Tuition surcharges could hit ASU next year if the Arizona Board of Regents decides to act on Tuesday’s recommendations with state university presidents.
ABOR’s Tuition Task Force, which includes university presidents and student representatives, met to explore the need for tuition increases and additional fees as a way to offset budget cuts for next year.
“Strategically, we are up against the wall,” Regent Ernest Calderon said. “We’ve got to prepare for a slower [economic] recovery. It’s not going to happen next year.”
In the first step toward revisiting tuition or imposing surcharges, members of the task force voted to recommend that ABOR temporarily remove restrictions to the tuition-setting process.
Among these restrictions is a requirement that the cost of higher education in Arizona remains at the top of the bottom one-third of all 50 states.
Calderon said all policies included in the recommendation were made by the board before catastrophic challenges to the university system emerged.
“The current financial challenges … cause me to not have as much fidelity to these policies as I normally would,” he said.
President Michael Crow said ASU needs a more reliable source of
revenue to make up for the difference in money the University has and the money it needs.
University-wide furloughs helped return more than $25 million to ASU, Crow said, but they will not be enough in the future.
“The furloughs are not something that we can maintain as we continue,” he said. “We need permanent resources.”
NAU President John Haeger agreed with Crow, saying furloughs, potential stimulus money and other one-time measures cannot sustain his institution.
“Without some revenue enhancement to the universities, I don’t believe we’ll be able to keep these universities intact,” he said. “[We] cannot cut our way out of this problem.”
David Martinez III, a student regent from UA, said he has often expressed his disapproval of policies that restrict the tuition-setting process, but now is not the time to allow tuition increases.
“I do think that I speak for the students when I say that we think it most appropriate at this time to stick to the top-of-the-bottom-one-third policy,” he said.
Martinez also opposed the idea of allowing tuition to change for the fall 2009 semester since the board already set tuition at its December meeting. Regents typically set tuition in December and Martinez said the board should stick to that schedule.
“There will have to be reasonable tuition increases,” he said. “[But] that table is set in December.”
State law requires a public hearing at least one week before the board meets to set tuition. Regents have until April 23 to organize the hearing if they decide to address tuition increases in their meeting on April 30.
No official actions or proposals were made at Tuesday’s meeting, but ABOR spokeswoman Andrea Smiley said it began a dialogue to address important questions.

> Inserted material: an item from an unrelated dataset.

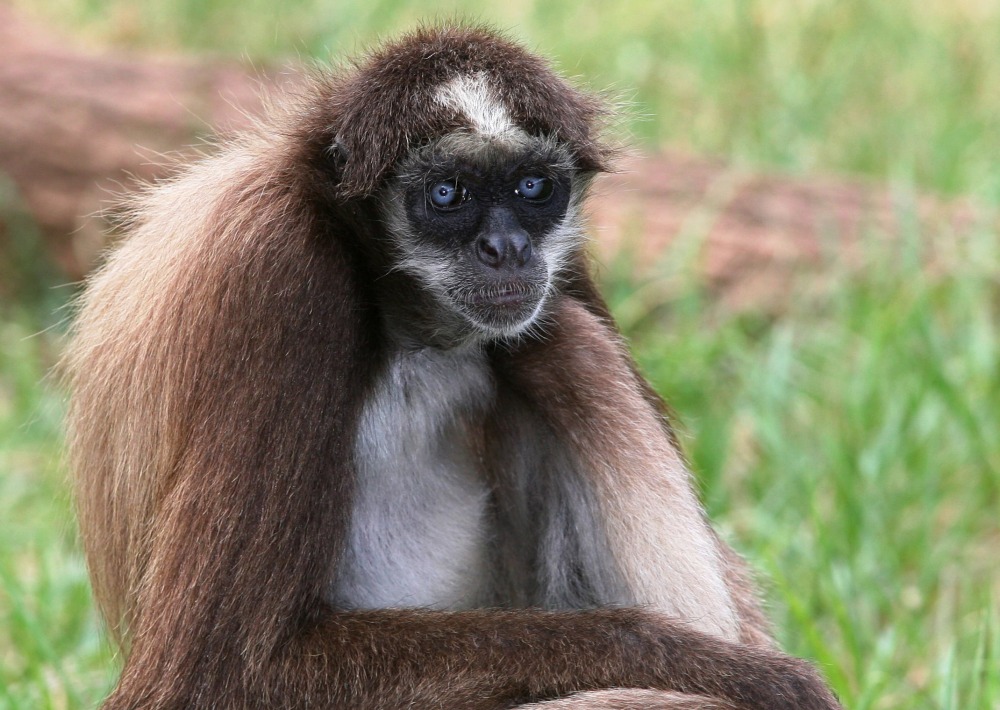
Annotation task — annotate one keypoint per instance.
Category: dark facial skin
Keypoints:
(491, 209)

“What are all the things that are happening around us, and what are the things that we will need to be thinking about?” she said.
The task force is expected to meet sometime next week to address the specific need for surcharges, fees or tuition increases at each university.
Crow said he will bring a list of options that ASU has along with possible consequences without a stronger source of revenue.
“The reductions that have been made by the state are permanent,” he said. “We have to adjust the institution in real time, right now.”